Sales of previously owned homes in the United States experienced a slight uptick in May, although the overall market remained constrained due to high mortgage rates and limited inventory, according to data released by the National Association of Realtors (NAR).
In May, contract closings increased by 0.2%, reaching a seasonally adjusted annual rate of 4.3 million units. However, compared to the previous year, sales were down by over 18% on an unadjusted basis, highlighting the challenges faced by the housing market. One of the primary factors affecting home sales is the impact of high mortgage rates, discouraging potential buyers and hindering existing homeowners from listing their properties. The median selling price of homes declined by 3.1% from the previous year, standing at $396,100.
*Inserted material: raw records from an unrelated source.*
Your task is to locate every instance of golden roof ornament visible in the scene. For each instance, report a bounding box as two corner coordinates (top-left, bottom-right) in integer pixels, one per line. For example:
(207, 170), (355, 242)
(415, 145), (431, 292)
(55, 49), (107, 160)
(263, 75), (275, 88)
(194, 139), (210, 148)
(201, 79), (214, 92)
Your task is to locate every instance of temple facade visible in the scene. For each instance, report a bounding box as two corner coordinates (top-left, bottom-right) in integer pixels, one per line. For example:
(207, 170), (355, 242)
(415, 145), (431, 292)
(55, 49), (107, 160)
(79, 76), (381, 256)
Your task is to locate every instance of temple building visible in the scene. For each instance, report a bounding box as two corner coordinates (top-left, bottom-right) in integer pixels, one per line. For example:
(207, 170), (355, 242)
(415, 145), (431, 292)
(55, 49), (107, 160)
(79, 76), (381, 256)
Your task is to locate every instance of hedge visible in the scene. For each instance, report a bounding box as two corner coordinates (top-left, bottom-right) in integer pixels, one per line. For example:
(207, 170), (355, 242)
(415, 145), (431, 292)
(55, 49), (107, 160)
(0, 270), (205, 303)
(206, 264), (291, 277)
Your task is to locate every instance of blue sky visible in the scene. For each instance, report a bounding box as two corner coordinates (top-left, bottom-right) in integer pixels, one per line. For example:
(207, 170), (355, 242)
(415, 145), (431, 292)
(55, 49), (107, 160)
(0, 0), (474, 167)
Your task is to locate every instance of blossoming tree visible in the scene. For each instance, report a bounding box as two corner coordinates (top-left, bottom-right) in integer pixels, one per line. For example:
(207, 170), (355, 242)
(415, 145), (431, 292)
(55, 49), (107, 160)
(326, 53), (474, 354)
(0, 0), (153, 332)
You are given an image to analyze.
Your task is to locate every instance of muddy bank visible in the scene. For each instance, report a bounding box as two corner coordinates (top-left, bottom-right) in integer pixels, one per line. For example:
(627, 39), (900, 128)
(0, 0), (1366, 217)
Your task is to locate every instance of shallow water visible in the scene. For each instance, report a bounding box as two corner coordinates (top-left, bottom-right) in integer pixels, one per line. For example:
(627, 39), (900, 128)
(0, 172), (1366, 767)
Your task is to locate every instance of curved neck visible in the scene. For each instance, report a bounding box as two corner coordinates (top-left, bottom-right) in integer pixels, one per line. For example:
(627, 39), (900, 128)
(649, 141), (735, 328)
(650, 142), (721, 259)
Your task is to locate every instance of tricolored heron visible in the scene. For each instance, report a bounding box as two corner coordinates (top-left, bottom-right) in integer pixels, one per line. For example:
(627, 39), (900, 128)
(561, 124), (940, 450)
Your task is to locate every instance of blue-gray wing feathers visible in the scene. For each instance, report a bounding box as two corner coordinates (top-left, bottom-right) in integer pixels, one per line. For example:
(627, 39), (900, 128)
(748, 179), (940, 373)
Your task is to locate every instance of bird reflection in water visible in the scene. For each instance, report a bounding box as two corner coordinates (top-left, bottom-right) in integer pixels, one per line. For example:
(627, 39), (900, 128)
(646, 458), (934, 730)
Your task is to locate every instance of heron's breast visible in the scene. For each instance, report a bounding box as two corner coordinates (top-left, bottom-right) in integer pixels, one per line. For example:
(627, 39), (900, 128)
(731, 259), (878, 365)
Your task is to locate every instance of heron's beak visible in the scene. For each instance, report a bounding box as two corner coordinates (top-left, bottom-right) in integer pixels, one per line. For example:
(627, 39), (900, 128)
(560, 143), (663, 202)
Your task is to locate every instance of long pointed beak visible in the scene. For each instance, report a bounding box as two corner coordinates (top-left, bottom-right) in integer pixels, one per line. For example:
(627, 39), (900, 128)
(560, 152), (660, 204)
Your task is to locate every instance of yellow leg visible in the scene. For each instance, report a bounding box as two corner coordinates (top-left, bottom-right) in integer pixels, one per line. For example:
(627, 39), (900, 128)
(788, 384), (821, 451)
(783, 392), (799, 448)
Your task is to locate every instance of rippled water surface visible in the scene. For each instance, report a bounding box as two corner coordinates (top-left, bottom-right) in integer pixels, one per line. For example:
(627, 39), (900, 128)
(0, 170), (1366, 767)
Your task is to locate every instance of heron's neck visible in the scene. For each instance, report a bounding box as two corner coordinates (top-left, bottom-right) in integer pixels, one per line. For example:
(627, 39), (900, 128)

Meanwhile, the number of homes for sale continued to dwindle, falling by 6.1% from the previous year to a total of 1.08 million units. That’s the lowest inventory level for any May in data back to 1999. These figures are coherent with results found by Redfin.
This inventory shortage, combined with high mortgage rates, has redirected buyers towards new properties, resulting in an increase in homebuilder sentiment and new construction.
The supply-demand imbalance is evident in the inventory levels. At the current pace of sales, it would take only three months to sell all the properties on the market, indicating a tight market condition. A closer look reveals that 74% of homes sold were on the market for less than a month, with properties spending an average of 18 days in the market in May.
*Bottom line: While the market continues to grapple with supply constraints and higher mortgage rates, the slight growth in existing home sales provides a glimmer of hope. The housing sector’s recovery relies heavily on addressing these challenges, which will require increased inventory levels and more favorable mortgage conditions to support homebuyers and sellers alike.